The storm took down a quarter of US oil refining capacity and lifted average gasoline prices by more than 17.5 cents since Aug. 23.
The storm took down a quarter of US oil refining capacity and lifted average gasoline prices by more than 17.5 cents since Aug. 23.

At least 13 toxic waste sites in Texas were flooded or damaged by Hurricane Harvey, adding on to the challenges as the area begins cleanup efforts following the deadly storm. The Environmental Protection Agency announced on Saturday that it had assessed 41 Superfund sites using aerial images and determined the ones badly affected by the storm, CNN reported.

A Superfund site is land contaminated by hazardous waste and identified by EPA as a candidate for cleanup because it poses a risk to human health/environment. The 13 affected sites have industrial waste from petrochemical companies, acid compounds, solvents and pesticides.    

The impact of flooding on the sites is unknown. EPA said its workers have not been able to “safely access the sites” but are ready to do so as soon as the floodwaters recede.

In the Houston area, authorities had said it would take 10-15 days for floodwaters to recede.

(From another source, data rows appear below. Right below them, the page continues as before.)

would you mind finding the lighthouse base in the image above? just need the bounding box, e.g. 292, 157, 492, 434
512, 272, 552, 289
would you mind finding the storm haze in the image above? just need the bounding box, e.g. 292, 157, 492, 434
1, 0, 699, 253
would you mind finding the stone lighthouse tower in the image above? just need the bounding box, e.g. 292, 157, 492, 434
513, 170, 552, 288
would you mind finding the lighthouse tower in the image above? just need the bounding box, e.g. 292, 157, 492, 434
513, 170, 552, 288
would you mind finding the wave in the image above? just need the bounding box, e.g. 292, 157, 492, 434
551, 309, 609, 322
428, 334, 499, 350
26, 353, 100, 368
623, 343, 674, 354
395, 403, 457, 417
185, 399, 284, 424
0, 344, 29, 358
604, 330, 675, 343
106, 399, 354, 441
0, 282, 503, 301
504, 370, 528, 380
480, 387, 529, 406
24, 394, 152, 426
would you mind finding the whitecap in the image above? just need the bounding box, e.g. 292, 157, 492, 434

The toxic waste sites are not the first environmental threat Texas has faced since Harvey swept through the region. Fires broke out over two days at a flooded chemical plant near Houston.

People living within 2.5 kilometers from the Arkema site in Crosby were evacuated days before the explosions and now officials are letting chemical containers catch fire and burn out rather than endanger firefighters, the US Environmental Protection Agency and Texas Commission on Environmental Quality said in a joint statement.

The Superfund sites and the Arkema plant represent just a snapshot of the cascading effects of the catastrophic storm. It comes as several key refineries began restarting over the weekend after Harvey slammed into the US Gulf Coast energy hub and crippled their operations.

The storm took down a quarter of US oil refining capacity and lifted average gasoline prices by more than 17.5 cents since Aug. 23.

On Saturday, ExxonMobil Corp began restarting the country’s second-largest oil refinery, the 560,500-barrel-per-day Baytown, Texas, unit, while Phillips 66 said it was working to resume operations at its 247,000 bpd Sweeny refinery and at its Beaumont oil and fuels terminal.

The restarts followed an announcement from Valero Energy Corp on Friday that it was increasing production at its Corpus Christi, Texas-area refineries. The hurricane battered Texas before weakening to a tropical storm and inundated the region with torrential rains and flooding. Some pipelines also restarted over the weekend. Still, the majority of Texas ports remained closed to large vessels, limiting discharge of imported crude, and the Colonial Pipeline, which hauls more than 3 million bpd of refined products, including gasoline, diesel and jet fuel from the Gulf Coast to the populous US Northeast, was also partially closed.